To get the ‘visualisations’ animated, another thing I tried was to raid the kids’ craft trolley, do some cutting and sticking, and record me moving marked-up pieces of paper around the table. This was simple and effective but not very… glamorous.
In April 2021 I threw in the towel and fired up Keynote. Twenty minutes later I had the slides. Some of them even had animations. It wasn’t what I had in mind originally but it worked. I hated to say it, but it was good enough.
Re-recording and publishing
I moved into a new office in May 2021 and decided that now was the time to actually get this video launched. I’d also decided to - once this first video was out - produce an entire video series on how to pass the Elastic Certified Engineer exam but with extra material that’s applicable to the real world. I’d be recording that in the office, so to not cause disruption to the zero viewers I currently had, I needed to re-record the one video I still hadn’t published.
Come July, I recorded it in a day, edited down the dozens of takes over the six hours of footage, knitted in the slides, ran the load tests with Rally for the extra video I’d told myself I needed to do, and exported and published the lot.
Accepting that I simply needed to get the video out so I can get on with building the main course was a massive turning point. Holding myself to the high standards I set was likely a form of procrastination. Letting that go was a big relief. Getting the videos done was an incredible amount of work, even after compromising on the visual marvel of the visualisations.
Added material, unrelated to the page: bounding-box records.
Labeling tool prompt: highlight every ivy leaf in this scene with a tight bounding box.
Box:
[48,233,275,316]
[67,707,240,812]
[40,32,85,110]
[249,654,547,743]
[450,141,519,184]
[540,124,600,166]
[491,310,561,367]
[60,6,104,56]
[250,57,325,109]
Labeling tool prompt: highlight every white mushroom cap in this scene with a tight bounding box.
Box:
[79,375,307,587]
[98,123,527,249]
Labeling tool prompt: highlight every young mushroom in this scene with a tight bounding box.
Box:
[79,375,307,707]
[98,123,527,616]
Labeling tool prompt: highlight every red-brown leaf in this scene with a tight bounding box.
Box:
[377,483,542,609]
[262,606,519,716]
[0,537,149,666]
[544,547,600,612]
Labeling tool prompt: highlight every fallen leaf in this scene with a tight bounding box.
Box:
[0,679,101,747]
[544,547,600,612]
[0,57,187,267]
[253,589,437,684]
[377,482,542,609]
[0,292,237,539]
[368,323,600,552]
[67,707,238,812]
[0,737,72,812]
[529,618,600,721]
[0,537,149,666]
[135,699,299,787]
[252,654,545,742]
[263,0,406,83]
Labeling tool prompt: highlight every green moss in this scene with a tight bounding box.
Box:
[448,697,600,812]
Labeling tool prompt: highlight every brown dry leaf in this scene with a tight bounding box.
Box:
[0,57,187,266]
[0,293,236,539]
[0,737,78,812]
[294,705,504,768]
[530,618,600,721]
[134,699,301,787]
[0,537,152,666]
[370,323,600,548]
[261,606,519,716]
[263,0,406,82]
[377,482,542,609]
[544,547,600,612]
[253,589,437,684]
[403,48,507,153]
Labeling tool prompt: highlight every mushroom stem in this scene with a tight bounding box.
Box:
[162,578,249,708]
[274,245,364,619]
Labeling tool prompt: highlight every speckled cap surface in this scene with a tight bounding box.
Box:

I wrote this when I posted on LinkedIn about releasing the course:
In traditional Developer fashion, I massively underestimated the amount of work involved in doing this, now have a much clearer idea of what the problem really is, and - while still happy with the result - would like to completely re-do the whole thing at some stage!
Publishing felt wonderful. Seeing people enroll and complete the course felt even better.
There has still been work to do since then, like recording a quick intro to add to the YouTube version, posting on various sites such as Reddit, and adding captions to all the videos. I think I can draw a line under that course now, though. Until I rebuild the visualisations using Unity or Unreal Engine.
What’s next
The next series will be a full course to take you all the way from knowing a little about Elasticsearch to being able to pass the Elastic Certified Engineer exam and beyond, with a heavy focus on lab exercises. I’ve picked out some datasets to use, have built most of the curriculum, and am starting recording next week. I’m so pumped about starting recording that I’m going to the Turkish barber to get my beard into tip-top shape.
This course is a very different beast to the first one. The topics are concrete with a real implementation, unlike the first course which was almost completely abstract and conceptual. Lots of screen-sharing and a few slides means there will be much less of my face.
Something it has in common with the first course, however, is Lego.
I’m not going to wait until the course is finished to start taking orders; it will go on pre-sale once the first section is done. That first section covers installing Elasticsearch and building a lab environment to use through the course. Ansible and Docker will be in there too, but I’m leaving out Kubernetes because I’m not a complete glutton for punishment.
I’ll post on all the usual channels and notify people who have signed up for updates once the pre-sale goes live.
The YouTube channel will get occasional videos with tips and tricks, tutorials and disaster stories. It’ll be light-hearted and, with any luck, recording frequently will encourage me to not let my beard go completely wild.